Tumours; Mammary; Osteosarcomas


Spontaneous mammary tumours frequently appear in women, dogs, cats and rodents. Their origin is known only in mice, where the mouse mammary tumour virus (MMTV) gives rise to them. Sexual hormones are involved in the development of mammary tumours; in women, oestrogen is important and most studied whereas progesterone is more important in the dog, where spaying at early age prevents mammary tumours [1]. About 50% of canine mammary tumours are benign. Benign mixed tumour, composed of epithelial cells and cartilage and/or bone tissue, is a common species specific type [2]. Malignant canine mammary tumours are dominated by carcinomas, which originate from epithelial cells. Sarcomas and mixed tumours (carcinosarcomas) also appear, and the cellular origin of the tumour types is unknown [2]. The reported incidence of canine mammary sarcomas (i.e. fibrosarcomas and osteosarcomas) ranges between 3.5% [3] and 8.3% [4]. However, canine mammary osteosarcomas represented only 1% of a large series of 10 345 mammary tumours [5]. The prognosis of canine mammary sarcomas is very poor, and about 75% of them cause metastases [4,6]. In addition to the dog, sarcomas appear in the human breast. They are however less frequent, and are often diagnosed as metaplastic carcinomas or matrix producing breast carcinomas since most are positive for epithelial markers and they often behave like carcinomas e.g. by causing metastases to the lymph nodes [7,8].

Studying metastatic canine mammary osteosarcomas can, to a certain extent, lead to a better understanding of the biology of these tumours. This article describes five representative cases of canine mammary osteosarcomas and induced tumours in nude mice.

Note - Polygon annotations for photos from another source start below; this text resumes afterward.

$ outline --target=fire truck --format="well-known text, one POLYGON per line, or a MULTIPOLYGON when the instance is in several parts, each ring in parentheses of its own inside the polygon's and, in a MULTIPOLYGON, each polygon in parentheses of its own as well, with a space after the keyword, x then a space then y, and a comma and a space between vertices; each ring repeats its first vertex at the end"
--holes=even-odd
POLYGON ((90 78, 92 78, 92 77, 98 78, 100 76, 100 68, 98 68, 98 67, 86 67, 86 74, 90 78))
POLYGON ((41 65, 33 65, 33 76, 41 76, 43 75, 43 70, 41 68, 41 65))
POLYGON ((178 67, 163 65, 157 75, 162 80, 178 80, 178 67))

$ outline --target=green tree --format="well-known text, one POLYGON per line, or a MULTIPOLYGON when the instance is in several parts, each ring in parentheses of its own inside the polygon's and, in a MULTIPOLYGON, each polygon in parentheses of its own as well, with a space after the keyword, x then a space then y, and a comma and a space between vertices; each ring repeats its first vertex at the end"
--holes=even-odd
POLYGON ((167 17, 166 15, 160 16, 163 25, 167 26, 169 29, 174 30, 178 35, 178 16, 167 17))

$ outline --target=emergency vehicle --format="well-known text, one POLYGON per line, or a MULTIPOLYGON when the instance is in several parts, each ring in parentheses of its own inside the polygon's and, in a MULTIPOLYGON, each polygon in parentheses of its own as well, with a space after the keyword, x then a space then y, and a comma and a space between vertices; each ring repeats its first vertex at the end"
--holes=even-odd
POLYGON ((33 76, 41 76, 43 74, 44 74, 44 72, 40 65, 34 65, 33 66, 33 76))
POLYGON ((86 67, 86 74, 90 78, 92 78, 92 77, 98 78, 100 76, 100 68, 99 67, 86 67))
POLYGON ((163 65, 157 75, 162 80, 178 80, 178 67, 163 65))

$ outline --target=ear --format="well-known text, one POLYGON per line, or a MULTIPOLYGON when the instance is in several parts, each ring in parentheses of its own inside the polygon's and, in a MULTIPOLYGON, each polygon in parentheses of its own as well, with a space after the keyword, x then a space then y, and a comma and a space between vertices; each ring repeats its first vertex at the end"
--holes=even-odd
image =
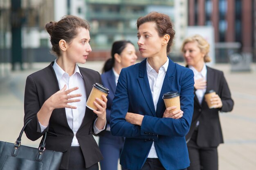
POLYGON ((119 54, 117 53, 115 53, 114 55, 114 57, 118 63, 120 63, 121 62, 121 56, 119 54))
POLYGON ((65 51, 67 49, 67 44, 66 41, 64 40, 61 40, 58 42, 58 45, 60 49, 63 51, 65 51))
POLYGON ((170 35, 168 34, 165 34, 164 35, 163 38, 163 41, 162 42, 162 44, 164 45, 168 43, 169 40, 170 40, 170 35))

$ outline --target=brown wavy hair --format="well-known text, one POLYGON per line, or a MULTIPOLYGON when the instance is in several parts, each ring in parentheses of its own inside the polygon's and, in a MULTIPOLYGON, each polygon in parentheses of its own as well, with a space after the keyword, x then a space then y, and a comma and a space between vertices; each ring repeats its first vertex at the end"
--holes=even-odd
POLYGON ((170 36, 170 40, 167 44, 166 49, 166 53, 169 53, 175 35, 175 31, 173 29, 173 24, 171 21, 170 17, 164 13, 151 12, 148 15, 138 19, 137 29, 139 29, 139 26, 142 24, 151 22, 156 24, 155 29, 159 37, 162 37, 166 34, 168 34, 170 36))

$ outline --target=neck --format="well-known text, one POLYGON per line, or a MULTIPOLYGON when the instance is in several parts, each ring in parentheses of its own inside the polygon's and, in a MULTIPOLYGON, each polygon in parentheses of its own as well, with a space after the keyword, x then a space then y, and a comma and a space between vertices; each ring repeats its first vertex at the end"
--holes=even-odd
POLYGON ((117 63, 117 62, 116 61, 116 62, 115 62, 115 65, 114 66, 114 69, 115 72, 118 74, 118 75, 119 75, 122 68, 121 65, 119 63, 117 63))
POLYGON ((63 57, 59 57, 56 62, 65 72, 68 74, 70 76, 74 74, 75 71, 75 64, 68 62, 65 58, 63 57))
POLYGON ((164 64, 167 60, 167 57, 166 55, 148 58, 148 64, 157 73, 158 73, 160 68, 164 64))
POLYGON ((202 71, 203 68, 204 68, 204 62, 200 62, 198 63, 197 63, 194 66, 192 66, 198 72, 200 72, 202 71))

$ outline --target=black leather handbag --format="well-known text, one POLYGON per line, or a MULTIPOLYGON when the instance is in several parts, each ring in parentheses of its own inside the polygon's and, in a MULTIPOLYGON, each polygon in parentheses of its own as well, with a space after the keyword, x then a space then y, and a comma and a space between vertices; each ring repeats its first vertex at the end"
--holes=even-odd
POLYGON ((21 136, 29 120, 14 144, 0 141, 0 170, 58 170, 63 153, 47 150, 46 133, 39 148, 20 145, 21 136))

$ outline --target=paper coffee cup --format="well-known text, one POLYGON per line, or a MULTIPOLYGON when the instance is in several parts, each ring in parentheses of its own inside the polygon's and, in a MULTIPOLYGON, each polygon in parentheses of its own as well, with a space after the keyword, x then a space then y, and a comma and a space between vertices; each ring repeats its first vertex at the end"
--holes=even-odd
POLYGON ((213 90, 211 90, 210 91, 206 92, 204 94, 204 98, 205 99, 205 101, 206 101, 207 104, 208 105, 208 107, 209 108, 214 108, 215 105, 214 104, 211 104, 211 96, 213 95, 216 94, 216 93, 213 90))
POLYGON ((174 110, 180 110, 180 94, 177 91, 171 91, 163 95, 163 99, 164 102, 165 107, 167 108, 171 106, 176 106, 174 110))
POLYGON ((103 100, 101 95, 103 95, 107 97, 108 93, 109 93, 109 90, 101 84, 97 83, 94 84, 92 86, 90 95, 89 96, 88 99, 87 99, 86 106, 90 109, 96 110, 98 109, 98 108, 93 104, 93 102, 95 101, 100 105, 101 104, 96 101, 96 98, 97 97, 103 100))

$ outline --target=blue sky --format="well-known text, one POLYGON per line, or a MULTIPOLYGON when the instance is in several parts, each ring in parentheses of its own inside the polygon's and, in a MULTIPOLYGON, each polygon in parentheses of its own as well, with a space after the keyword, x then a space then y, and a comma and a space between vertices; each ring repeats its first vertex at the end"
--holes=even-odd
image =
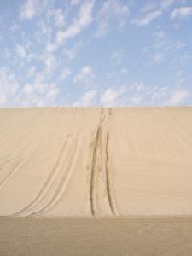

The aims of the study were to (i) describe the metastatic routes and the morphology of the metastases by careful post-mortem examination (ii) study the in vivo behaviour and morphology of the tumours formed in an experimental model of a cloned canine mammary osteosarcoma cell line.

Materials and Methods

Primary tumours and post-mortem examination

The primary tumours were collected during surgical treatment at the former Department of Surgery and Medicine, and the dogs were post-mortem examined at the former Department of Pathology at SLU, Uppsala, Sweden. The autopsies included histological examination of most lymph nodes i.e. axillary, superficial cervical, sternal, cranial mediastinal, tracheobronchial, popliteal, superficial and deep inguinal lymph nodes. Tissue samples were also taken and examined from all lung lobes, heart muscle, liver and kidneys, adrenals and from the ovaries when possible. The brain and skeleton were examined histologically when clinical symptoms suggested that these sites were affected. The vertebral column was bisected longitudinally and examined macroscopically, and any suspected areas were decalcified and submitted for histological examination. An x-ray of the skeleton was included in the autopsy of dog No. 353. All dogs have been included in previous publications: Dog No. O389 [9]; dog No. 117 [4]; dogs No. 143 and No. 144 [4,9,10] and dog No. 353 [10].

Histological examination

The tumours were fixed in 4% or 10% phosphate buffered formaldehyde and embedded in paraffin. The sections were cut at 4-5μm and stained with haematoxylin and eosin (HE). Osteosarcomas were classified according to the WHO classification [2]. In accordance with this classification, osteosarcomas that formed both cartilage and bone matrix were named combined osteosarcomas. However, this classification, as well as others [11], does not include grading of the sarcomas. Thus, in the present study the osteosarcomas were classified into two groups: low-grade malignancy (well differentiated and moderately differentiated) and high-grade malignancy (poorly differentiated), and grading was based on cell pleomorphism, mitotic index and matrix formation [12].

Experimental study

The primary mammary osteosarcoma in dog No. 353 gave rise to cell line CMT-U353 B, which was cloned [13]. The five clones 1, 2, 3, 6 and 7 were chosen and 5 x 106 cells were subcutaneously inoculated into each of five nude mice. The tumours that formed were fixed and stained as described for the primary tumours.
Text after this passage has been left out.